I can't remember a time when there wasn't a story about a shooting in the news. I've seen it on TV, and I've read it in newspapers. I have heard the victims' names, and I have heard their families cry. I have lived through it. I have seen it too many times.
The Sandy Hook Elementary School shooting happened my senior year of high school. This was the first time in my life that I had truly been upset and heartbroken. Twenty children and six adults were lost that day, and Americans were enveloped in sadness. I was more terrified than ever; I had brothers the same ages as those children and felt guilty when I was worrying about their future more than I was worrying about the bigger picture.
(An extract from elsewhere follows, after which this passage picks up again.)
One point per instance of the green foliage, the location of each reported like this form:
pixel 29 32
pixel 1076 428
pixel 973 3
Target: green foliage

But I was so angered by that man’s senseless act — so upset that I lived in a society where things like this could happen.
That should have been the wake-up call for America. We let this go on for too long and almost ignored the problem. In the past three and a half years, there have been almost 800 mass shootings in the US, counting cases in which four or more people are injured or killed. There have been almost 200 shootings this year alone. Everyone agrees that there is a problem, but why is nothing being done?
Everyone offers their prayers and hopes for a better future when a tragedy like this happens. They share photos on Facebook, offer condolences, share their thoughts on how these senseless acts break families and homes, and I feel absolutely helpless as I watch it happen time and time again. Mass shootings happen far too often, and the conditions of those shootings are practically predictable. The people who commit them, the weapons they use, the events in their life that lead them to do it — the cases are all too similar.
I found myself completely heartbroken once again when I heard of the Orlando nightclub shooting. We’ve had tragedies in schools, in movie theaters and now in nightclubs. I found myself in Orlando just two weeks after that, and I was shocked when I saw the lack of mourning. It was in that moment that I realized people would rather ignore the problem and focus on whatever little positivity they have in their lives than pay attention to the negative and be powerless because no one wants to feel powerless.
People want to continue with whatever normality they have in their lives, rather than live in fear. The truth is: I do, too. I would change the channel when something horrible is on the news, I wouldn't engage in conversations about the violence around me and most of all, I would ignore the fact that I live in fear every day of my life. But just because I chose to not listen, didn’t mean the shootings stopped.
I never thought about being involved in a tragedy at my university until I saw another school shooting in the news. I never thought about walking into a movie theater, or a mall, or a nightclub only to be caught in a massacre ... until it actually happened in this country.
Time and time again, it keeps happening. And now we mourn again for the loss of three officers in Baton Rouge after barely getting over the loss of five lives in Dallas. Because we have once again gotten our monthly reminder that in America no one is safe from hate and madness and violence. Or guns.
I have never seen a world without gun violence, or any violence for that matter, and anyone in my generation would agree with me. The saddest part is I can’t see the end of it, because in all of my 21 years, the problem has only escalated. We've turned into a society that can actually imagine what a mass shooting feels like, instead of not being able to imagine it at all. I'm terrified that an America without mass shootings doesn't exist, because in a country where there're more guns than people, it just doesn't seem possible.
It’s hard to live and be fully aware that the world can be capable of such horrors, and it’s even harder to feel absolutely helpless about it. But at the end of the day, when it’s just me — a 21-year-old girl sitting at a desk writing this article — I feel lucky that it’s not anyone I know. And that makes me feel so much guilt.
An America without mass shootings would mean more birthdays, more graduations, more weddings, more doctors and teachers and artists and good people. An America without mass shootings would mean more people feeling safe, more people being happy. This is what I, and thousands of others, pray for every day in hopes that one day, after all of our nation’s pain and suffering, we all get to live.